Nucleation mechanisms: A crystal-chemical investigation of phases forming in highly supercooled aluminosilicate liquids

Crystal nucleation and growth have been investigated approximately 100 K above the glass transition for 12 liquids in the system CaO–Al2O3–SiO2. Nucleation takes place heterogeneously at the gas–liquid interface, yielding various crystal structures, namely, those of yoshiokaite, gehlenite, larnite, anorthite and wollastonite. Characterization by Raman spectroscopy, transmission electron microscopy and electron microprobe indicate that these phases are highly disordered, poorly crystallized and generally non-stoichiometric. Even for incongruent crystallization, crystals have the same Si/Al ratio as their parent melts but variable CaO contents. These features may be rationalized in terms of the contrasting mobility of network-forming cations, which practically vanishes at the glass transition, and that of calcium which remains significant. The fact that the mobility of network-modifying cations controls the structure and composition of nucleating phases implies that liquid viscosity (controlled by the mobility of network formers, i.e. the frequency of Si–O and Al–O bond breaking) is not an appropriate scaling parameter for crystal nucleation.
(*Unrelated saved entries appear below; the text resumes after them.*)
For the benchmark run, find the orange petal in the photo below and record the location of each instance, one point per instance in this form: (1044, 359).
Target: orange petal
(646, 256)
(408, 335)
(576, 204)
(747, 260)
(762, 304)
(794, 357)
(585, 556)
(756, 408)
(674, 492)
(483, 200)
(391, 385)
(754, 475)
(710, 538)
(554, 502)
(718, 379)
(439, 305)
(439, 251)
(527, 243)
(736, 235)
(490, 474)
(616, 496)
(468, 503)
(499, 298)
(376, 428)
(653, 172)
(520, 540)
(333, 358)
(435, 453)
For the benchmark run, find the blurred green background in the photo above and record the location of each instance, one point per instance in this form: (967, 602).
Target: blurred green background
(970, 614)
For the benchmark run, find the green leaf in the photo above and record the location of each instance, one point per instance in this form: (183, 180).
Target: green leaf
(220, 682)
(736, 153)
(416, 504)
In turn, this may provide an explanation for the discrepancies, reaching many orders of magnitude, between experimentally determined nucleation rates and those predicted from classical and non-classical nucleation theories. An additional factor contributing to such discrepancies is that thermodynamic data obtained on stoichiometric phases stable at liquidus temperatures are not appropriate for estimating the thermodynamic barrier to nucleation of the metastable crystals that actually form at large degrees of supercooling.